Dans le film de genre, il y a plusieurs étapes entre la série A et la série Z. Entre le gros budget et le nanard. Sans vouloir détailler les 26 étapes – ce qui nécessiterait un niveau de cinéphilie quasi-Tarantinien, je placerais Lemming aux environs de la série S.
A l'époque où je regardais encore la télé, on pouvait voir en seconde partie de soirée sur M6 (souvent le samedi) des téléfilms fantastiques américains 'de genre', fabriqués au kilomètre de pellicule. Un début avec des personnages de tous les jours, et puis une histoire qui bascule progressivement dans le surnaturel. Pas mal de scènes nocturnes, le personnage avance lentement dans le couloir, son visage est inquiet, la musique fait monter la tension ; le personnage avance lentement, le couloir est sombre, l'action se dilate, le personnage est toujours inquiet, la caméra se rapproche de lui, le bord du cadre est dans les ténèbres, il avance lentement, gros plan sur la poignée de la porte, il va l'ouvrir, plan sur le visage, la musique monte crescendo, le personnage tourne la poignée et TZING ! Coupure de pub.

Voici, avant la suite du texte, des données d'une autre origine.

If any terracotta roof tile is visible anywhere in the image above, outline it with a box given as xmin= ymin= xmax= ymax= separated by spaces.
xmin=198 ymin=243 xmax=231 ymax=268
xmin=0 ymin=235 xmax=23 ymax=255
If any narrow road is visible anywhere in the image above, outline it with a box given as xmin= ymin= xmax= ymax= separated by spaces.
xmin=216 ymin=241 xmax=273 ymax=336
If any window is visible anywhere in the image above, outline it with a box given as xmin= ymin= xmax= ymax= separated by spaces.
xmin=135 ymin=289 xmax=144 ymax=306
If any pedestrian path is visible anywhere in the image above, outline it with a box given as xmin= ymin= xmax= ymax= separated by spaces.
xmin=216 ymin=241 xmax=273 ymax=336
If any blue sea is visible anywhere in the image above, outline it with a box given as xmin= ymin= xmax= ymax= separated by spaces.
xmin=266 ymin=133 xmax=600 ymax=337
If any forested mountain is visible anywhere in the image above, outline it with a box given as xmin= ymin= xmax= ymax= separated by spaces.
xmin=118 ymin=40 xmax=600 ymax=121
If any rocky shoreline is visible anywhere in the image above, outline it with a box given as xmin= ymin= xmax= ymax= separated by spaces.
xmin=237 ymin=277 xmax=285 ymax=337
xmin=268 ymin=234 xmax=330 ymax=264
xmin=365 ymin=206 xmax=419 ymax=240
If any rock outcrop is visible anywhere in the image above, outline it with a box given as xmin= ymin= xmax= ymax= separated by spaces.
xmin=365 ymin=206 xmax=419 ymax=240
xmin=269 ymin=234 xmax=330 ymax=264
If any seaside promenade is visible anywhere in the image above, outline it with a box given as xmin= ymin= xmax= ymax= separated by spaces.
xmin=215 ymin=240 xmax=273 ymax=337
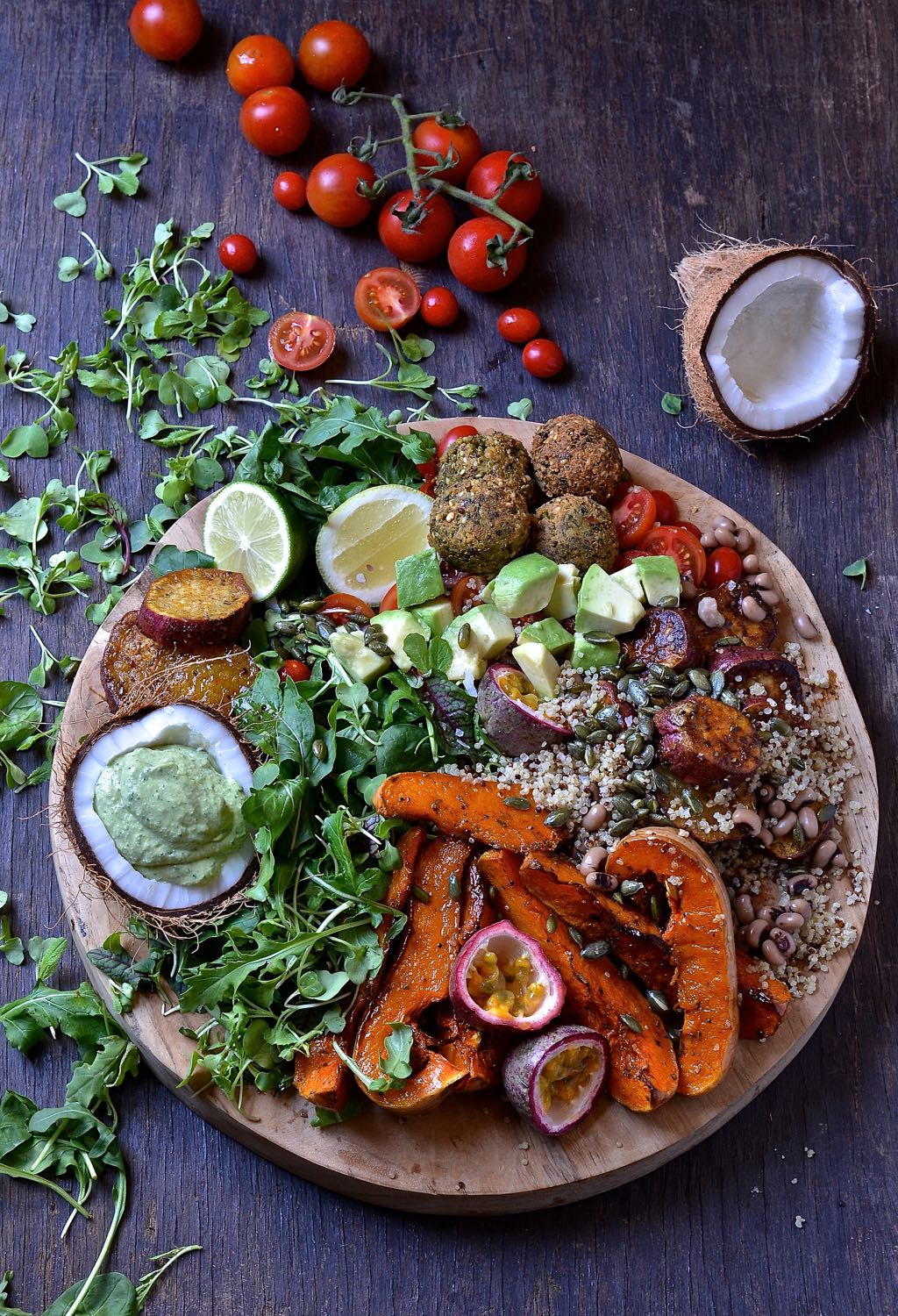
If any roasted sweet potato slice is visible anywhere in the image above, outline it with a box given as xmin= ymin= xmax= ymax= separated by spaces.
xmin=521 ymin=853 xmax=674 ymax=994
xmin=353 ymin=840 xmax=471 ymax=1115
xmin=374 ymin=773 xmax=564 ymax=855
xmin=138 ymin=568 xmax=253 ymax=649
xmin=100 ymin=612 xmax=258 ymax=715
xmin=605 ymin=828 xmax=739 ymax=1097
xmin=477 ymin=850 xmax=679 ymax=1111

Ben le scénario de Lemming, c'est de ce niveau. Un peu de fantastique (possession par fantôme très 70's), une explication finale, quelques idées débiles ou mal exploitées (la caméra-gadget, le lemming), un début et une fin massacrés à la voix off (quand après environ 40s de film la voix off de Laurent Lucas conclut sa présentation gonflante et superflue et par un très sérieux 'c'est alors que les choses ont commencé à aller mal', j'ai moi aussi compris que c'était franchement mal parti pour ma soirée). Les acteurs sont lamentables. Charlotte Rampling, que l'on sait capable du meilleur, touche ici le fond avec un regard permanent de cocker drogué. Laurent Lucas, toujours constant dans sa façon de jouer depuis Harry, n'est crédible ni comme ingénieur, ni comme mari, ni comme cocu. André Dussolier cachetonne. Reste Charlotte Gainsbourg, qui s'en sort bien et profite du seul rôle intéressant du film pour une composition – caméléon un peu à l'américaine.
Voilà, encore un film attendu qui se révèle une grosse déception. Avant on croyait que les lemmings se suicidaient en masse dans l'océan ; maintenant, on sait qu'ils sont juste trop cons pour savoir qu'ils vont se noyer.